As I was, coding is not easy for network engineers or administrators to understand. That’s why I use python--the most straightforward and prevalent using program language in data science, and publish the codes in Jupyter Notebook format with a step-by-step execution and interactive output. And I hope it helps inspire you to get the most significance from the data, no matter how much program experience you have.

AARYAN VERMA released this sample notebook on Kaggle that demonstrated how to apply machine-learning models above the dataset and implement an anomaly-based detection model. In this example, the assaulting classes were typically condensed into a single category called “Attack,” which allowed us to train a binary classifier to detect future network violence using specific attributes. And it achieved a better result with Random Forests, reaching 82% accuracy, compared to Logistic Regression. I combined the code and dataset so you could use your laptop to execute the notebook locally. For you to have a better grasp of the model performance, I also added a confusion matrix at the end of it.

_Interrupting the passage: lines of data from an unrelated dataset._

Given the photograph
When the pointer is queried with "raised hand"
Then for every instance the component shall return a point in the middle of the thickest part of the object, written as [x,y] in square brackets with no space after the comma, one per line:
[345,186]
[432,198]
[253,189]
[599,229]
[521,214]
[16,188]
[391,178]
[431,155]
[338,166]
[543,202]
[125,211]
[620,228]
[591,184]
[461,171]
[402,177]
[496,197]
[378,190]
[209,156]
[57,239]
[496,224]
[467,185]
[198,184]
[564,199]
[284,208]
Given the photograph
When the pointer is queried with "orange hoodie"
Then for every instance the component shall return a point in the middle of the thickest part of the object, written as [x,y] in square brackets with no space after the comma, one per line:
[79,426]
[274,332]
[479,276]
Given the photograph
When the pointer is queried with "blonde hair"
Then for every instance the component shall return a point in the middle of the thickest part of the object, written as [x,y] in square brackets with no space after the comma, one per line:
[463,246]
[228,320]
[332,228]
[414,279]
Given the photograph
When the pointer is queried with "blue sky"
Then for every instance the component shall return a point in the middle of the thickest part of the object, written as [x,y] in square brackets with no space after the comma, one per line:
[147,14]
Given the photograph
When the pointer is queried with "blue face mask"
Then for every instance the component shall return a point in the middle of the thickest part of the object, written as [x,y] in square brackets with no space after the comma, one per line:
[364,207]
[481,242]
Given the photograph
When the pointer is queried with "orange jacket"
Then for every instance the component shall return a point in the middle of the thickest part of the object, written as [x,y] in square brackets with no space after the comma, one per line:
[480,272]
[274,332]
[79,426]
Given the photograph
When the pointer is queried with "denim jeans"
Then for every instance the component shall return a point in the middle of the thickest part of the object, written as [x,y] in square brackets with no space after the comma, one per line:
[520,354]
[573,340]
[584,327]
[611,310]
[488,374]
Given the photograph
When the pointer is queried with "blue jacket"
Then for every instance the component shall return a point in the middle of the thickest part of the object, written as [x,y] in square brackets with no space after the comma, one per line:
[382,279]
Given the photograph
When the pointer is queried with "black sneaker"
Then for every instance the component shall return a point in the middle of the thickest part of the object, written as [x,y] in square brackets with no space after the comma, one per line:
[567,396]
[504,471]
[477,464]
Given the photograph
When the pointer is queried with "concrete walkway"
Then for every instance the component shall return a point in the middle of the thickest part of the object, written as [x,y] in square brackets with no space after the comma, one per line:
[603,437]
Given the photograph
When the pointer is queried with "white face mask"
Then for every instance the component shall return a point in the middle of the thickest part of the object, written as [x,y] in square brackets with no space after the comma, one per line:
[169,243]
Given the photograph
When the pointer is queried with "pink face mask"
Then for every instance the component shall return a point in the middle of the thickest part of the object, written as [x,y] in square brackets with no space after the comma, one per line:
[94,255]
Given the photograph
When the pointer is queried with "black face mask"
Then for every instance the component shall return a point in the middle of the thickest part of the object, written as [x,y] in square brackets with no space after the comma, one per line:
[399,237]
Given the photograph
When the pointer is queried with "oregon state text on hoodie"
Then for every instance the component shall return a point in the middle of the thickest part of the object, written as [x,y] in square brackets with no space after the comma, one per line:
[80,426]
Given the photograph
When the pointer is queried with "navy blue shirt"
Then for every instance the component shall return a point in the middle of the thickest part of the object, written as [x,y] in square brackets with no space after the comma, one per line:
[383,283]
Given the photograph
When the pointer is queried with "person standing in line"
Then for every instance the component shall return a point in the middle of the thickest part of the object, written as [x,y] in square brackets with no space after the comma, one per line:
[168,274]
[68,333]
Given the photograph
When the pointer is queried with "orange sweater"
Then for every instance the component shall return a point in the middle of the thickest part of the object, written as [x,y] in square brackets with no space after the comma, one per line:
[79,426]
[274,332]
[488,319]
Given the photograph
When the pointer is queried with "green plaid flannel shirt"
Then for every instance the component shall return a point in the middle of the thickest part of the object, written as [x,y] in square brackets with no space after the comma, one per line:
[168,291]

Network engineers barely dig into source-code-level details about deploying the algorithm and selecting the shortest path in the routers and switches. I came across it again while doing a case study on choosing the most optimized flying airlines between different airports by graphic machine learning. You could discover different trip plans by various criteria, for instance, based on flying distance or time. And I was curious about how to achieve the SPF by coding. The notebook was divided into two sections. It first demonstrated the SPF algorithm (Dijkstra's Algorithm) mechanism with Python. Then it illustrated how to use a Python graphic library--NetworkX, to obtain the best-flying airline with different considerations in the other.